CRPF jawans comb Metala forest after the encounter on Monday. Picture by Samir Mondal
Oct. 2: The state intelligence branch (IB) had tipped off the CRPF about Maoists regrouping in Goaltore’s Metala forest, where two jawans were killed by rebels yesterday, when it learnt that the paramilitary force was planning a training camp there.
At least one IB officer said the casualties could have been avoided had the CRPF heeded the warning.
In a detailed report to the CRPF, the IB had pointed to the recovery of arms and ammunition from West Midnapore in the past one year and described the haul as the “tip of the iceberg”. The report said Maoists were in possession of a lot of arms.
“There are several hundred Maoist cadres, recruited from villages located in dense forests, including Metala, who are still roaming freely. These youths are now being organised into units under the leadership of some key members of the rebel outfit. This young brigade is already posing a threat to the security forces,” an officer quoted the report as saying.
The two jawans were apparently not wearing bullet-proof jackets and were relaxing after training when they were shot dead outside the makeshift camp by the Maoists, who took no hit in the ensuing encounter.
“The paramilitary force set up a camp inside the forest to train 36 personnel in jungle warfare. This was the place where Maoist leader Sidhu Soren was gunned down with seven other rebels a couple of years ago. They (the CRPF) did not pay any heed to our warning and set up the training camp without sanitising the 20sqkm forest and its adjoining areas,” an IB officer said.
Another intelligence officer said ignoring the warning led to the killings of the two jawans.
CRPF IG Vivek Sahay said the message from the IB lacked specifics. “Sometimes, the reports are vague. Yesterday’s incident was an unfortunate one and we are trying to identify the attackers. A search is on to track down at least 10 key functionaries of the rebel outfit,” he said.
According to police, Metala forest and its adjoining areas were Maoist strongholds during the Lalgarh movement in 2009.
“The area where yesterday’s attack took place is close to Bankura, which is a Maoist stronghold. After the killing of Maoist guerrilla leader Kishan in November last year, the Maoists lay low for a couple of months. But the state police made the mistake of thinking that the Maoist chapter was over and stopped collecting information on them. The reality is that in the recent months, the insurgents have stepped up their activities and are regrouping,” an IB officer said.
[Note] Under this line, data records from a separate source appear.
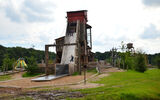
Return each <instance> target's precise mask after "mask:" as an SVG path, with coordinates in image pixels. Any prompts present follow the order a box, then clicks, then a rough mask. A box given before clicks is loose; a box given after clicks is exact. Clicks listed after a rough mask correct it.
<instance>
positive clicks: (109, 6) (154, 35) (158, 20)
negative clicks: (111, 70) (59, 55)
mask: <svg viewBox="0 0 160 100" xmlns="http://www.w3.org/2000/svg"><path fill="white" fill-rule="evenodd" d="M76 10H88V24H90V25H91V26H92V39H93V49H92V50H93V52H96V51H100V52H104V51H109V50H110V49H111V48H112V47H117V48H118V47H120V45H121V41H124V43H126V44H127V43H130V42H131V43H133V46H134V47H135V49H136V50H137V49H139V50H142V51H144V52H145V53H148V54H154V53H159V52H160V0H0V45H3V46H6V47H16V46H21V47H25V48H31V47H33V45H34V48H35V49H38V50H44V47H45V44H52V43H54V42H55V41H54V39H56V38H58V37H61V36H64V35H65V31H66V25H67V20H66V12H67V11H76ZM51 50H52V49H51ZM53 50H54V49H53Z"/></svg>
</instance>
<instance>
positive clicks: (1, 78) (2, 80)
mask: <svg viewBox="0 0 160 100" xmlns="http://www.w3.org/2000/svg"><path fill="white" fill-rule="evenodd" d="M10 79H11V75H2V76H0V81H6V80H10Z"/></svg>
Records available with West Midnapore police show that since the joint forces moved into Lalgarh in June 2009, nearly 800 weapons, including AK-47 and Insas rifles, have been seized from the Maoists. But this, the police said, is only a fraction of the arms still in the possession of the rebels.
“Nearly half of the 44 semi-automatic firearms that were looted from the Shilda camp in 2010 is still in the Maoists’ possession. They also have weapons looted from the security forces in neighbouring Jharkhand and Odisha,” a police officer said. Twenty-four Eastern Frontier Rifles jawans were killed in the Maoist attack on the Shilda camp.
The police said the Maoists had hidden their arms in the villages dotting the forests in Jungle Mahal. “It will be difficult to search each and every village. Once the Maoists get to know that we have launched such an operation, they will remove the arms,” the officer said.
Since the government started a fresh crackdown on the rebels last year, 250 hardcore CPI (Maoist) members have been arrested.
“They were recruited from villages and trained by the Maoists. But there are at least 1,500 such trained and armed youths who are living like common people in the villages. These young men are becoming active again and will pose a threat to us,” an officer said.